All We Need to Do is Talk

Two weeks ago I wrote an article for The Campus about how certain brands of leftist activism, especially those on this campus, have created a hierarchy of classes, which dictates admission into our collective discourse (see: “Jared Leto and the Thought Police”). A week later an article was published in response (see: “We Too Are Angry”). It didn’t contradict what I had written so much as confirm what I had thought, that this brand of activism doesn’t want a conversation. It doesn’t want to branch out; it simply wants to preach to the choir.

This tendency to divide manifested itself especially acutely this past weekend. Blake Shapskinsky, President of the Collective Mind SuperBlock, reached out to one of the authors of the response article to ask if they would be willing to participate in a debate over the topics raised by the two pieces. The offer was declined. More than the student’s simple refusal to engage in conversation, what really shocked me was the student’s assertion that such ideas should not be the topic of discussion. It’s not that the student believed such subjects too trivial for elevated discourse. To the contrary, the student thought them too important to be at the heart of dialogue. This is both misguided and irresponsible.

To refuse to engage in conversation is antithetical to the academic tradition; it can never be an option. Man’s closest encounters with greatness have not come by way of complacency. Rather, such accomplishments have been the product of a restlessness of thought and being. From Galileo’s reimagining of the solar system to Marie Curie’s isolation of radioactive isotopes, comfort was never enough. The Olympic motto, “Faster, Higher, Stronger”, gets at this human urge to perpetually expand the boundaries of what we know to be possible. Indeed, peer-review sits at the heart of the academic system for a reason. To join in critical dialogue with another is to embody this appetite for growth.

In The Common Good, Noam Chomsky says, “The smart way to keep people passive and obedient is to strictly limit the spectrum of acceptable opinion but allow very lively debate within that spectrum.” If you want to talk about a false consciousness, there it is. We let ourselves believe that we’re cutting edge, that our eyes and ears are open to change, but more often than not our conception of intellectual novelty is looking at the idea we entered the room with painted a different shade of grey.

If we were to follow the precedent set in “We Too Are Angry,” we would never stop drawing the limits Chomsky describes. We would draw them between blacks and whites, men and women, cis and trans, homo and hetero, and so on and so forth. We would acknowledge that everyone comes here with a different base of experience and belief, but never challenge ourselves to think outside our own.

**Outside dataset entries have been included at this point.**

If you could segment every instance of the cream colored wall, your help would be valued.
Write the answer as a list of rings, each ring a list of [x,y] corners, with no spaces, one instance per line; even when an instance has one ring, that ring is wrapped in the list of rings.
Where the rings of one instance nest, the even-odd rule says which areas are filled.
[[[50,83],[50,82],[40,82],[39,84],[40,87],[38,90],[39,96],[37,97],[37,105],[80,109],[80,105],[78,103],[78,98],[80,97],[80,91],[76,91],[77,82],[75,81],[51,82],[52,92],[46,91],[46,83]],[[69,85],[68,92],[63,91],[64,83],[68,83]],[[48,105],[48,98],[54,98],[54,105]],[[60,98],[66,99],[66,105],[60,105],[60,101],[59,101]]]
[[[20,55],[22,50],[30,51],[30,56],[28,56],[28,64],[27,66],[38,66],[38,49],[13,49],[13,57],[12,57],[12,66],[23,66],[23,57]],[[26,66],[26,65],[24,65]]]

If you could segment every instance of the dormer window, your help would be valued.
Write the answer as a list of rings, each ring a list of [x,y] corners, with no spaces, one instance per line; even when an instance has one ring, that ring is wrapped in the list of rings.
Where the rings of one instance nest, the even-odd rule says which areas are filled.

Consider this anecdote told by Chimamanda Ngozi Adichie: “I recently spoke at a university where a student told me it was such a shame that Nigerian men were physical abusers like the father character in my novel. I told him that I had recently read a novel called American Psycho, and that it was a shame that young Americans were serial murderers.” We cannot reduce people to their lowest common denominator. Fifty years after the March on Washington it should go without saying that the tone of one’s skin or the sex of one’s lover should not be the determinants of the worth of one’s opinion. Only in respecting everyone’s intellectual capacity can we realize the dream that is the marketplace of ideas.

The success of democracy is that it allows the dissemination of ideas to affect tangible changes in people’s lives. For millennia such transformation was only possible by way of violence, but the revolutionary notions of free speech and association have changed that. Appeals to the mind are the liberal’s weapon of choice; it’s the ballot not the bullet. From the regulation of industry to the deregulation of the female body, these appeals have had success when they reach across the aisle to convince others, not condemn them. I ask that we all treat our time here at Middlebury with the respect it deserves. It is a lucky thing to be surrounded by minds like these, eager not just to teach but also to learn.